Water district opposition growing, may sink plan
September 17, 2015
By DANIEL BLACKBURN
A county commission pushed forward a proposal to form a Paso Robles water regulatory district Thursday while its top executive deflected assertions that more than a thousand letters of opposition have been kept from public view. The Local Agency Formation Commission (LAFCo) gave a nod to the Paso Robles Water Basin district’s concept and voted to put the plan before North County voters by an 6-1 vote.
Commissioner Roberta Fonzi cast the lone dissenting vote. An election may be set March 8, 2016, to determine if two-thirds of property owners in the potential district boundaries will approve a tax assessment to fund the district.
Each of the owners of property over the basin will have one vote, as specified in enabling legislation.
Opinion on the water district’s formation is widely divided, evidenced by the flood of speakers who appeared at the LAFCo meeting. About a hundred people attended the meeting.
The number of overlying property owners publicly opposing the district’s formation is undeniably growing, something LAFCo officials may have wanted to de-emphasize prior to the meeting: a thousand-plus letters were filed separately from the final staff report to commissioners.

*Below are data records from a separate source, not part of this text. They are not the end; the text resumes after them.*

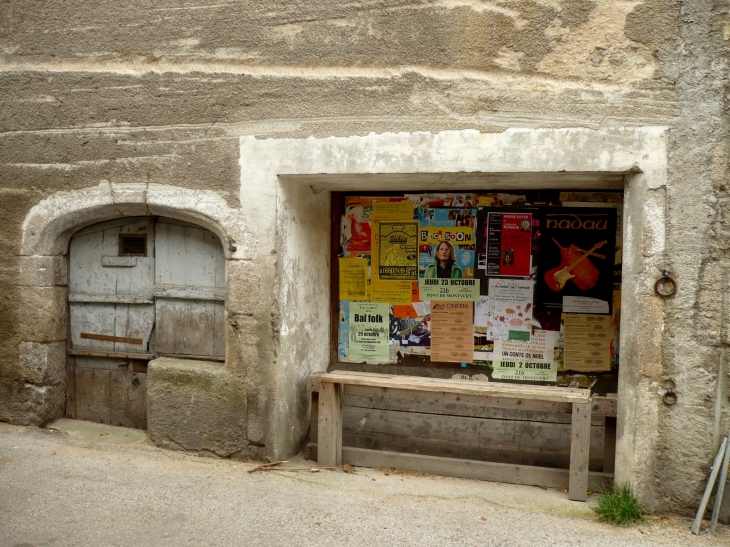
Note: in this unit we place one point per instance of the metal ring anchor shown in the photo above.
(670, 397)
(666, 285)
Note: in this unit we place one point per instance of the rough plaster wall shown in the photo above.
(696, 61)
(159, 93)
(303, 268)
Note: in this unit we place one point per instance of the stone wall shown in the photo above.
(159, 94)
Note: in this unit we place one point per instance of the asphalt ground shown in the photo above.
(89, 484)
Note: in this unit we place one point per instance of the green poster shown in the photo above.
(369, 327)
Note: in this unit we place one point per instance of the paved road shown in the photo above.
(83, 488)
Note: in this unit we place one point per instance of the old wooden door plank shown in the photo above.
(112, 354)
(112, 298)
(94, 336)
(190, 293)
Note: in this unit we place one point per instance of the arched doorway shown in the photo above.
(139, 287)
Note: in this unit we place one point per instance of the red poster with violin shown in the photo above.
(575, 260)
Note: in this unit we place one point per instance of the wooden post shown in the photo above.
(695, 528)
(580, 442)
(609, 445)
(329, 438)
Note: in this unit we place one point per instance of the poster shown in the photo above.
(452, 334)
(397, 250)
(576, 257)
(392, 210)
(413, 309)
(369, 324)
(449, 289)
(353, 278)
(386, 290)
(587, 342)
(446, 243)
(509, 244)
(509, 308)
(529, 361)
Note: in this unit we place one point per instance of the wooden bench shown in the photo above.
(330, 412)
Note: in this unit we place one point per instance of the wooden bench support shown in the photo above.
(579, 447)
(329, 438)
(330, 421)
(528, 475)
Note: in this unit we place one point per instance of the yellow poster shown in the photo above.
(392, 210)
(392, 292)
(397, 250)
(353, 278)
(369, 328)
(449, 289)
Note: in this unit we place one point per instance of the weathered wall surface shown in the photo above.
(159, 93)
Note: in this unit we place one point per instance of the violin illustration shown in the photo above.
(573, 265)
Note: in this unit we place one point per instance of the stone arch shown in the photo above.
(49, 225)
(46, 233)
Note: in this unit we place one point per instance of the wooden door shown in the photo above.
(189, 292)
(112, 315)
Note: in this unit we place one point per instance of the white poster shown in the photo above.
(533, 360)
(509, 308)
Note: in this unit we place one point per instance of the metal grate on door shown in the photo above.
(132, 245)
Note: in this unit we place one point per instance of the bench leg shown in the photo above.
(580, 442)
(329, 434)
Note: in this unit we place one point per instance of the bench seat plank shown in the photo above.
(332, 387)
(466, 387)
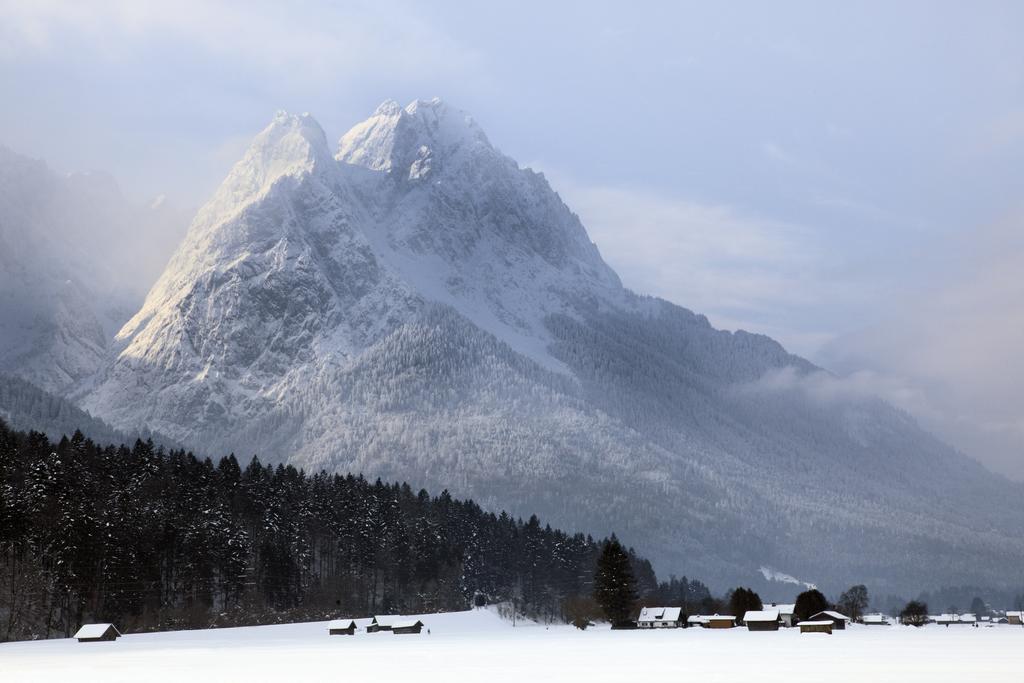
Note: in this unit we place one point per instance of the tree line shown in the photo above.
(154, 540)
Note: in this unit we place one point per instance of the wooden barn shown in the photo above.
(660, 617)
(720, 622)
(383, 623)
(823, 626)
(94, 633)
(785, 616)
(341, 627)
(762, 620)
(839, 621)
(407, 627)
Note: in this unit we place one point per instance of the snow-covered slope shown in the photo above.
(477, 645)
(72, 268)
(417, 306)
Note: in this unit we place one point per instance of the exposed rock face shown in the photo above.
(417, 306)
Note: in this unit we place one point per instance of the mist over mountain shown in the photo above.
(76, 259)
(414, 304)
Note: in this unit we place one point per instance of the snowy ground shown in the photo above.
(479, 646)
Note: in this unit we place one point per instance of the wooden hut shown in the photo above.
(763, 620)
(94, 633)
(823, 626)
(341, 627)
(383, 623)
(839, 621)
(720, 622)
(407, 627)
(660, 617)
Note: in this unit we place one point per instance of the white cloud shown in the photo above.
(326, 44)
(954, 348)
(741, 270)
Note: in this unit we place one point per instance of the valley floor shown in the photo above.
(479, 646)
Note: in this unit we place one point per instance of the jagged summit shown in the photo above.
(420, 306)
(413, 141)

Rancher Larry McGourty questioned the way LAFCo Executive Director David Church handled the letters:
“These letters are properly comment letters and should not have been filed separately. I fully expect that you will provide the commissioners with at a minimum a count and list of names so they have an accurate understanding that it is unlikely that this district will pass a formation vote,” McGourty wrote in an email to Church this week.
Church noted that the letters were available on the commission’s website, but McGourty replied that it was “not sufficient.”
“By now the count of these letters is in the thousands,” he wrote, “and it should be evident to (LAFCo) that opposition is already nearing a critical mass for a ‘no’ vote.”
North County landowner Julie McClosky told Church in another email, “This seems like an intentional act by LAFCo to dismiss the overwhelming opposition to the AB 2453 water district. It has a very strong appearance of impropriety. The people need to be made aware of these personal opposition letters, not just the commissioners.”
In his report to the commission, Church downplayed the protests, responded selectively to certain assertions, and defended the proposed taxing mechanism as not being “illegal.” He said the district is needed “to comply” with the state’s recently-mandated Sustainable Groundwater Management Act (SGMA).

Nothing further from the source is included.